None of this disguises the fact that when the writing is held under control, Barker is awesomely impressive. Her treatment of characters' internal dialogue, for one thing, can achieve strange new effects. She often skips to a new line to give us the unedited thoughts of whoever she is describing, which form a colloquial counterpoint to the action.

He glanced down –

Damn

The tip of his spliff had dropped off into his lap. And there was still a small –

Fuck!

– ember…
He cuffed it from his jeans and down on to the floor. He checked the fabric – no hole, but a tiny, brown…

Bugger

He took a final, deep drag –

Nope…
Dead

– then tried to push the damp dog-end into the ashtray, but the ashtray, it seemed, was already full to capacity.


At times like this the text reminded me of a comic strip, in the way such ‘thought bubbles’ are pulled out of the narrative. It takes some getting used to, but she convinces you it's an effective tool. Part of the reason it seems so effective is that her characters are the book's greatest draw and its biggest reward. This becomes clear once you realise the plot's inexplicable but that you still loved the novel. Some of the throwaway jokes are excellent (Beede has ‘a stare which could make an owl crave Optrex’), and one scene detailing a horrendous middle-class dinner party is a comic tour-de-force.

Like the mysterious Darkmans, Barker believes that humour can ‘often be a direct route to power’, and there is something serious at work behind the jokes – even if the ending leaves you unsure how it all technically came about.

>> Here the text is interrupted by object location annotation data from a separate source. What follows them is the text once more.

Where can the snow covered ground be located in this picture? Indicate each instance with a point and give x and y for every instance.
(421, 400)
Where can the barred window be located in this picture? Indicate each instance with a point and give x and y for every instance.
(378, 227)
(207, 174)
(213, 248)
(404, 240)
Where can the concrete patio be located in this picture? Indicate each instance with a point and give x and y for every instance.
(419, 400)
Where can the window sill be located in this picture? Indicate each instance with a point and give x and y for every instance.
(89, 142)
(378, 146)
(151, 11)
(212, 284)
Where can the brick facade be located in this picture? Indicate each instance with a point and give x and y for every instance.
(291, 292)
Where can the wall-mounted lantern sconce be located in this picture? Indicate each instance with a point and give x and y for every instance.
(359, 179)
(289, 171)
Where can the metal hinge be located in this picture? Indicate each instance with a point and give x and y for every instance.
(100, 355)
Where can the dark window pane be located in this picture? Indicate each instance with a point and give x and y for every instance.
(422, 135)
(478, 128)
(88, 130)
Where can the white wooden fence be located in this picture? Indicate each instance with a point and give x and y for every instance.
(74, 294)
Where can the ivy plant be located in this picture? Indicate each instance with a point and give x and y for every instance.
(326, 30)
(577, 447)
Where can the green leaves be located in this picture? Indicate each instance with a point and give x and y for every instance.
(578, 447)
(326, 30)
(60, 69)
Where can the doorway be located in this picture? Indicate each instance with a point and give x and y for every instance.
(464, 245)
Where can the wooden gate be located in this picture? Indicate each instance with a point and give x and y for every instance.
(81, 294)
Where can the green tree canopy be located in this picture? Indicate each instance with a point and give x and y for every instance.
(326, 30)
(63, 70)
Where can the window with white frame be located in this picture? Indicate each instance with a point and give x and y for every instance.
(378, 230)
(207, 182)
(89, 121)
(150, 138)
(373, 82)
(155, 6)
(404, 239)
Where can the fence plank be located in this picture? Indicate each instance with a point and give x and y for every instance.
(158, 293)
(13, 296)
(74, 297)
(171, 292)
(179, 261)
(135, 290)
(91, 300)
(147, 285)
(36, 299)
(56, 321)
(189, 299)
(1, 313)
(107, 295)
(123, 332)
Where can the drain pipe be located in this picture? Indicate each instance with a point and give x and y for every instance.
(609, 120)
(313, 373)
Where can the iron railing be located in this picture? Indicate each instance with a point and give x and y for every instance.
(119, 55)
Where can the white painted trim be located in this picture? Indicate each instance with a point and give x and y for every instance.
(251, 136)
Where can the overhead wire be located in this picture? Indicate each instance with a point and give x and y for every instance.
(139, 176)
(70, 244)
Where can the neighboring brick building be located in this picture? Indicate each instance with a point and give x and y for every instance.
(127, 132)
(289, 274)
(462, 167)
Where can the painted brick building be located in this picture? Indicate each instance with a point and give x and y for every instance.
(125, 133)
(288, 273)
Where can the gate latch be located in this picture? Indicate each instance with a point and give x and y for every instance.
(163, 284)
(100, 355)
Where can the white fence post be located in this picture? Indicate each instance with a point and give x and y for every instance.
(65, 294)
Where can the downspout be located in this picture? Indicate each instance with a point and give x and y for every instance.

What you are likely to be more sure about is what an unusual and enjoyable way she has of asking the central question: if we can't understand our history, then how can we understand each other? Because despite the one-liners, the image that stayed with me was that of Kane and his father walking away from each other after another halting argument:

They both turned. They both paused. They both took one measured step forward, then another; like a pair of old adversaries engaging in a duel, but without weapons, or seconds, or anybody to call.